Background: Primary spontaneous pneumothorax occurs in young, healthy populations, usually males, in the absence of lung disease. Secondary spontaneous pneumothorax occurs in older adults who have underlying lung disease such as COPD, emphysema, or a malignant growth. The estimated incidence of spontaneous pneumothorax is 7.4 to 18 per 100,000 for males and 1.2 to 6 per 100,000 in females. Traditionally pneumothoraces have been treated with chest tube(s) but some have shown clinical success with small pigtail tube drainage. Relevant evidence was evaluated using the Grading of Recommendations Assessment, Development, and Evaluation (GRADE) tool developed by the GRADE Working Group.

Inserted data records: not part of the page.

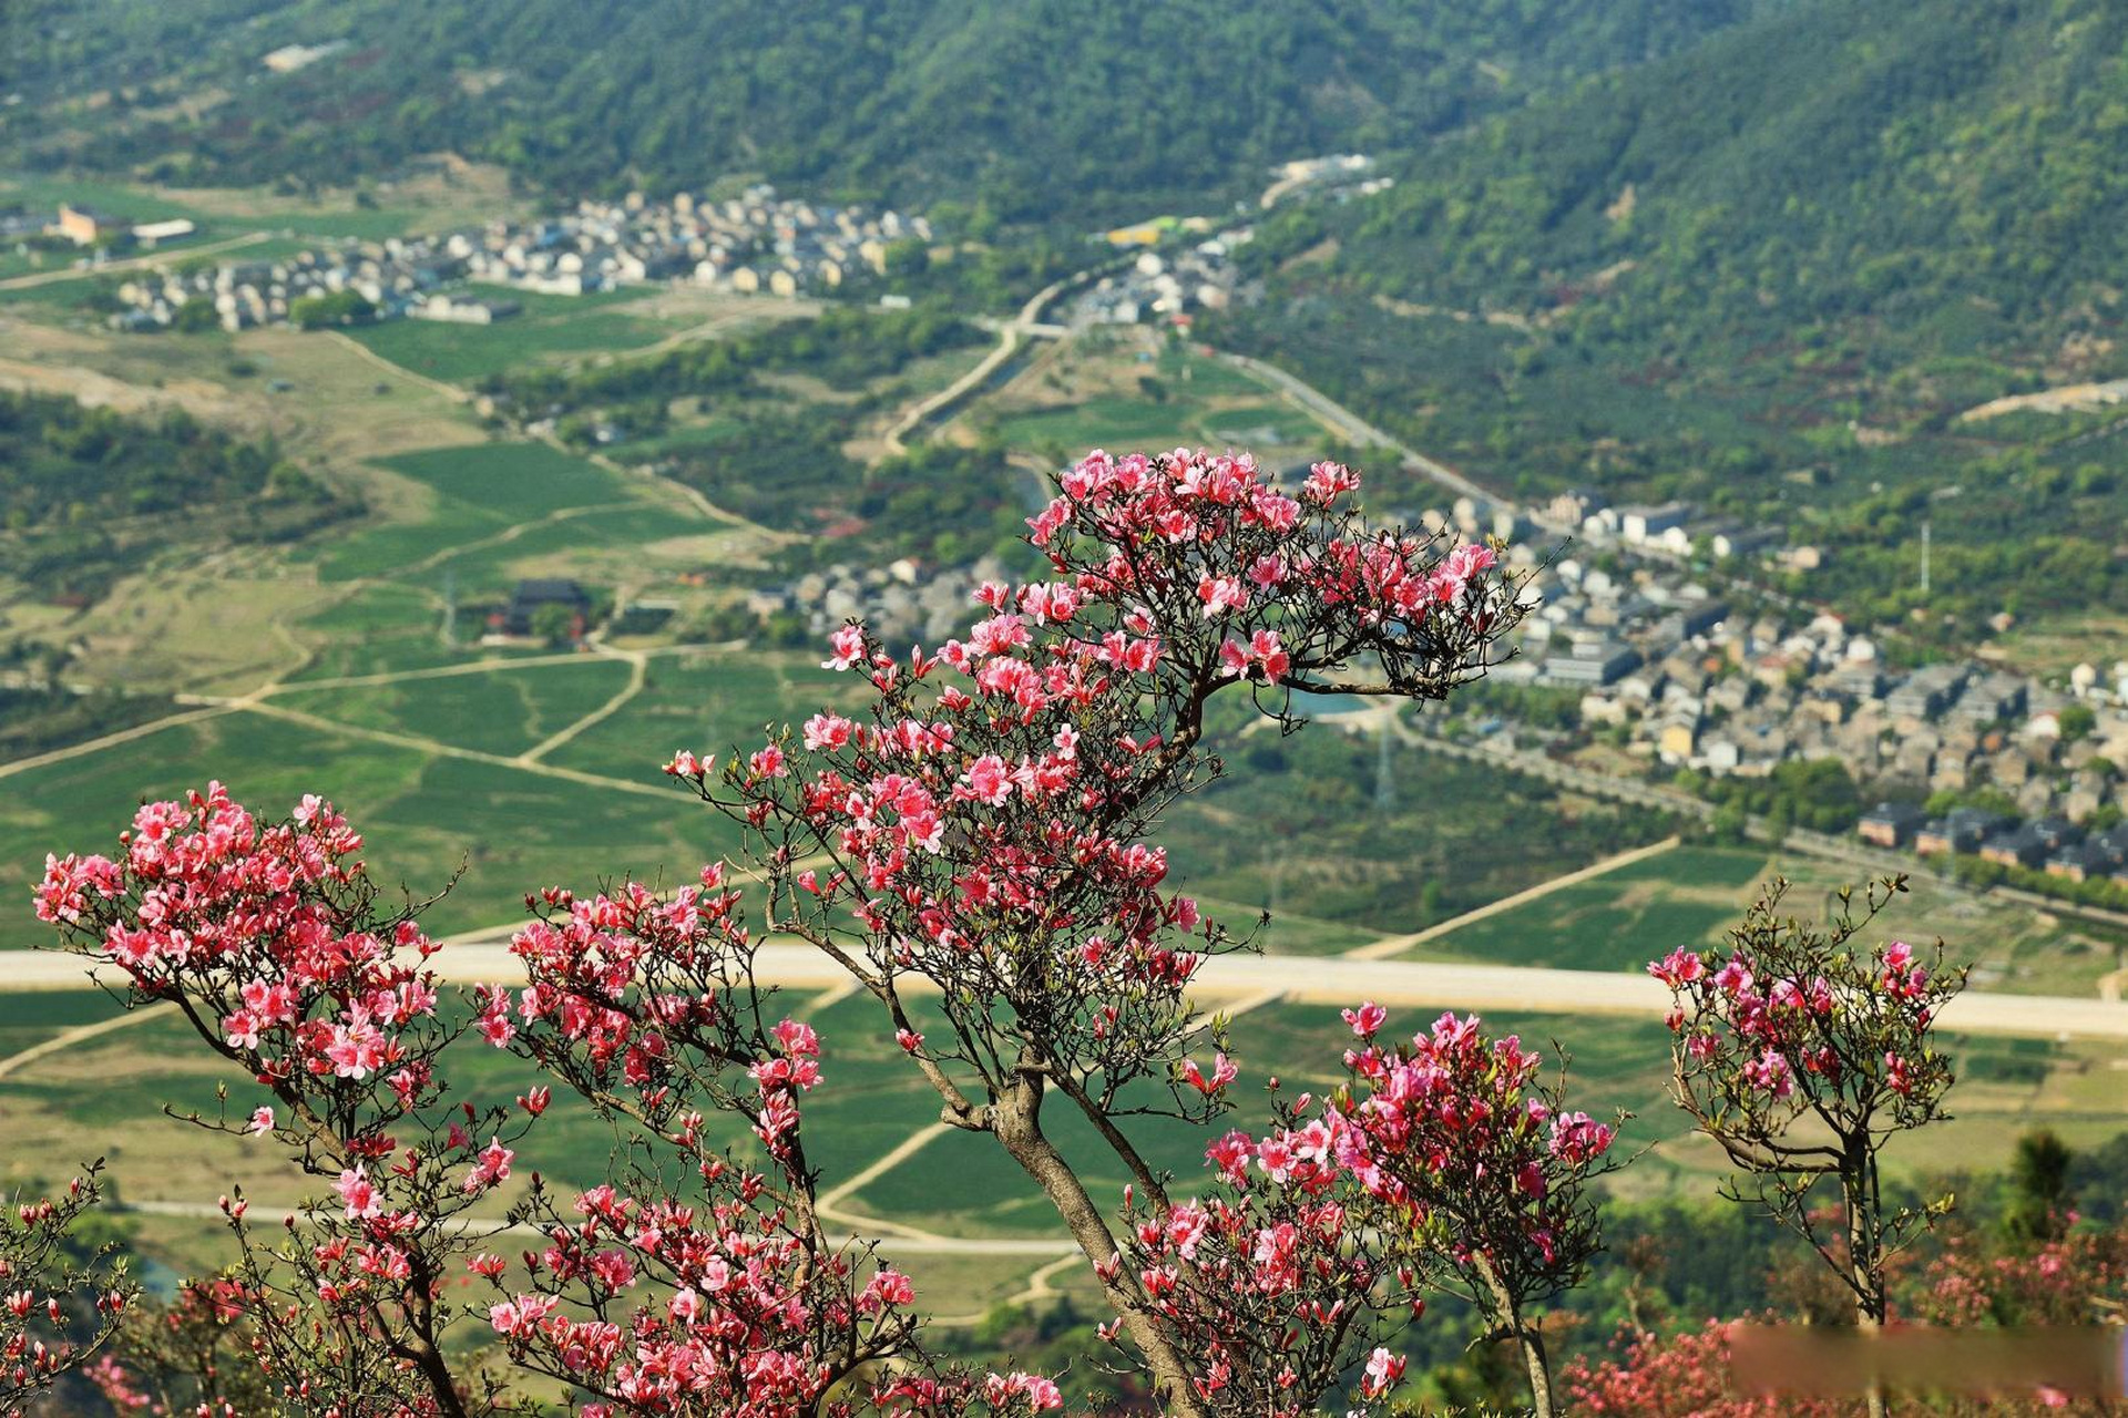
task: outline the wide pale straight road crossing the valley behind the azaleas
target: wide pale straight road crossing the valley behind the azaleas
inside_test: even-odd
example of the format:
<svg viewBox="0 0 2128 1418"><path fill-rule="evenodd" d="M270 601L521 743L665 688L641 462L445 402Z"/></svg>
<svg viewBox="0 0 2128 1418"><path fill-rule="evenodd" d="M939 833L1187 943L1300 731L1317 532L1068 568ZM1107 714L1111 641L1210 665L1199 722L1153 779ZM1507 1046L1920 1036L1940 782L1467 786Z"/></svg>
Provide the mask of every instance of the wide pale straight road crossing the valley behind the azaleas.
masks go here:
<svg viewBox="0 0 2128 1418"><path fill-rule="evenodd" d="M509 982L521 967L500 940L458 940L430 959L443 980L458 984ZM849 976L819 950L772 942L755 957L762 984L794 991L832 991ZM51 950L0 952L0 991L83 989L85 961ZM104 967L104 980L121 974ZM917 980L902 978L915 993ZM1349 957L1224 955L1204 961L1196 997L1207 1008L1224 1001L1277 995L1290 1003L1343 1008L1373 999L1396 1008L1513 1010L1536 1014L1622 1014L1660 1018L1670 993L1636 972L1541 969L1528 965L1453 965L1439 961L1362 961ZM1960 1033L2043 1040L2128 1042L2128 1003L2062 995L2000 995L1968 991L1943 1012L1943 1027Z"/></svg>

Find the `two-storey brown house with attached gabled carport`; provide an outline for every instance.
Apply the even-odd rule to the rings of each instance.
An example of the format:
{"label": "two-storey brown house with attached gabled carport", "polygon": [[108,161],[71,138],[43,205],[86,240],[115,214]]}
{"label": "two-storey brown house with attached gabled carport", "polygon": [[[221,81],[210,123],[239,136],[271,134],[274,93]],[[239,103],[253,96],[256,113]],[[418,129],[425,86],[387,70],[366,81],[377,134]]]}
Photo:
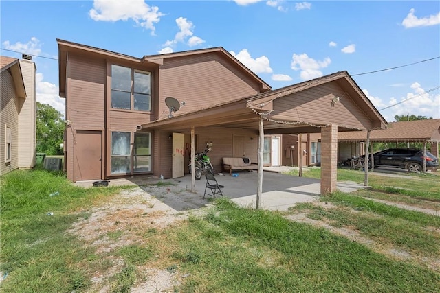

Method: An exhaustive search of available medical literature was performed using MEDLINE, Google Scholar, EBM multifile, and CINAHL using “pigtail” “adult” and “pneumothorax” individually and in combination. This search focused on articles published since 1999 pertaining to chest tube thoracostomy versus pigtail tube drainage.
Results: Four articles meeting the search criteria were included in the review. These studies evaluated length of hospital stay, time to extubation, total cost, and success rates. Two studies showed a decrease in length of hospital stay as well as decreased time to extubation. One study demonstrated a decrease in total cost and 3 studies reported success rates as acceptable for pigtail tube drainage prior to chest tube thoracostomy.
Conclusion: Pigtail tube drainage is a safe and effective alternative to chest tube thoracostomy in adults with spontaneous pneumothoraces. More studies are required as these articles were given a GRADE of low.